Trauma specialist psychologist Annie Cantwell-Bartl said children and adults would be grieving as well as being traumatised.
”You are not devastated all the time but part of grieving is you feel OK, then you are hit again and then you think you are OK for a while, then the grief hits again,” Ms Cantwell-Bartl said. ”Routine helps keep kids safe. They need to talk about it and know that these are safe days and that it would be unlikely that the fires would come back and that mum and dad are very prepared.”
Christmas up in smoke
Seven weeks after the devastating fires and 10 days before Christmas, Blue Mountains residents are doing their best to make it business as usual preparing for the festive season.
Holly and Steve Kiely were well organised this year. They had bought the presents for their four children, wrapped them and hidden them on top of the bedroom cupboard at their Winmalee home.
Mrs Kiely dropped the girls Amaya, 11, and Kiahna, eight, at Ellison Public School on the day of the fire and then got stuck in a traffic jam trying to get home.
She said: ”We sent a fire-fighter friend a message joking around saying, ‘When can we go home?”’

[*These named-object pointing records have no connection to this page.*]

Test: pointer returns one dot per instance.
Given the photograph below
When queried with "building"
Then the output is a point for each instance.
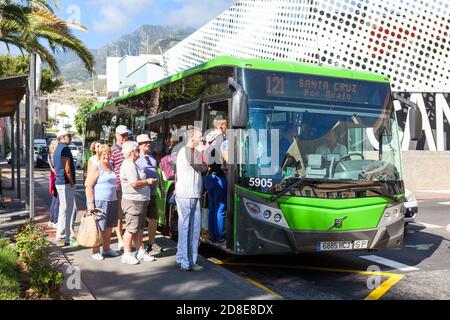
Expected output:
(409, 41)
(129, 73)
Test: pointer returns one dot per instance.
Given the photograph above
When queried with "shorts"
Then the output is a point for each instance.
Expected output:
(151, 208)
(110, 212)
(134, 214)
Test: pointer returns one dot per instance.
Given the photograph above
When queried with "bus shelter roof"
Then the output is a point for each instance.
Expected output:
(12, 91)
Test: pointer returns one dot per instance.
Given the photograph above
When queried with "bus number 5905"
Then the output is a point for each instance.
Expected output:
(257, 182)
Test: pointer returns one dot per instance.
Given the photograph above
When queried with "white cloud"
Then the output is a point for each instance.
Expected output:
(117, 14)
(196, 13)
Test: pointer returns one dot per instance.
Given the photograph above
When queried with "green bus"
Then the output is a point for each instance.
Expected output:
(314, 152)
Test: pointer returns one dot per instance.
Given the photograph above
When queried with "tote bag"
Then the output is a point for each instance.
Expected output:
(89, 235)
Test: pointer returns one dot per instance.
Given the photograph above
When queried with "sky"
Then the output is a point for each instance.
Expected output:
(108, 20)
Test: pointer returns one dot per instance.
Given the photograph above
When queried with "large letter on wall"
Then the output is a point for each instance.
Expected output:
(441, 108)
(418, 99)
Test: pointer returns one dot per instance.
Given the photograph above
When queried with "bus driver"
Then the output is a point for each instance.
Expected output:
(332, 146)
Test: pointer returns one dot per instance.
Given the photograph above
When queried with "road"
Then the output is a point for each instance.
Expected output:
(420, 270)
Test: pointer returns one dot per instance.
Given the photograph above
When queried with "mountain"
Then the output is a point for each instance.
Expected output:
(147, 39)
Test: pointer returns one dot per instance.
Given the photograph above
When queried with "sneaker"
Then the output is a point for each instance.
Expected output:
(60, 242)
(98, 257)
(156, 248)
(196, 268)
(110, 253)
(129, 258)
(143, 255)
(72, 243)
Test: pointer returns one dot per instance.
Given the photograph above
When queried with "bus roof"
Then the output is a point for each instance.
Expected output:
(257, 64)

The reply was shocking: he rang Steve, a personal trainer whose studio was also destroyed, and said, ”Mate, there is no home. We couldn’t save your house.”

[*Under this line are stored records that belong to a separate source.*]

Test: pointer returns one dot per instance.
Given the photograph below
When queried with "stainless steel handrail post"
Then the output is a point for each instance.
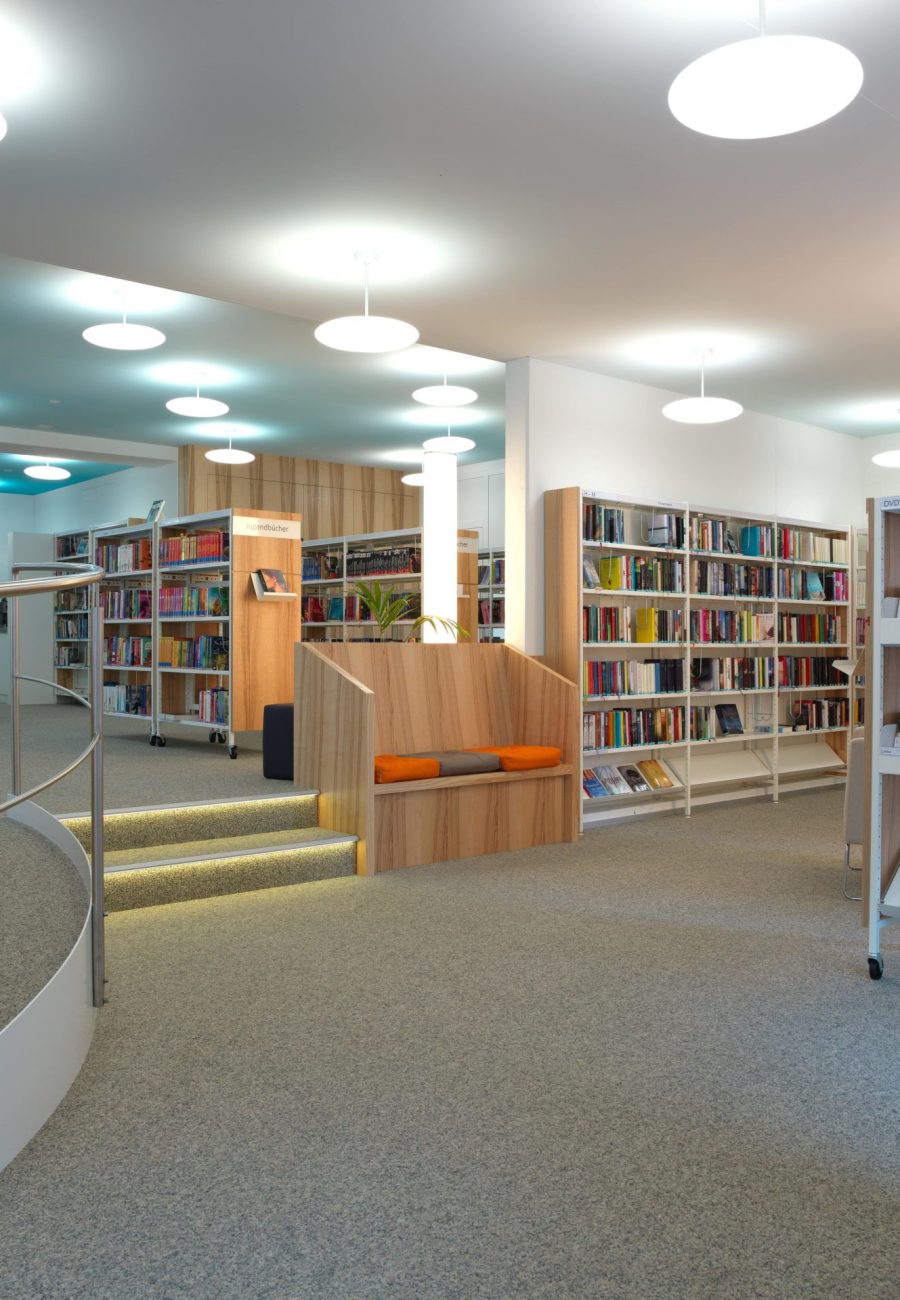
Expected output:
(87, 576)
(96, 800)
(14, 718)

Mrs Kiely added: ”Everything was ready to go. All we had to do was put the tree up which was in the attic along with some lovely decorations.”
They are now renting a small three-bedroom house in Cranebrook, more than 30 minutes from school.
Amaya, on Friday made vice-captain at school, said: ”I lost all my soccer stuff, I had a few soccer balls, boots and shin-pads and stuff. For Christmas I would like my Playstation FIFA 13 game again.”
Kiahna lost favourite teddies Boo and Hannah. She hopes for a Furby and a Monster High makeover kit.
Mr Kiely, looking at the wrecked home, said: ”The two boys, [Cael, four, and Reagan, three,] haven’t cared. They don’t quite understand, even coming here, but the older two get emotional from day to day.
”One day everything is fine then all of a sudden they will break down.”
Mrs Kiely added: ”They are resilient, they try to move on but some days they just break down and cry.”
This article first appeared on ‘Sydney Morning Herald’ on 15 December 2013.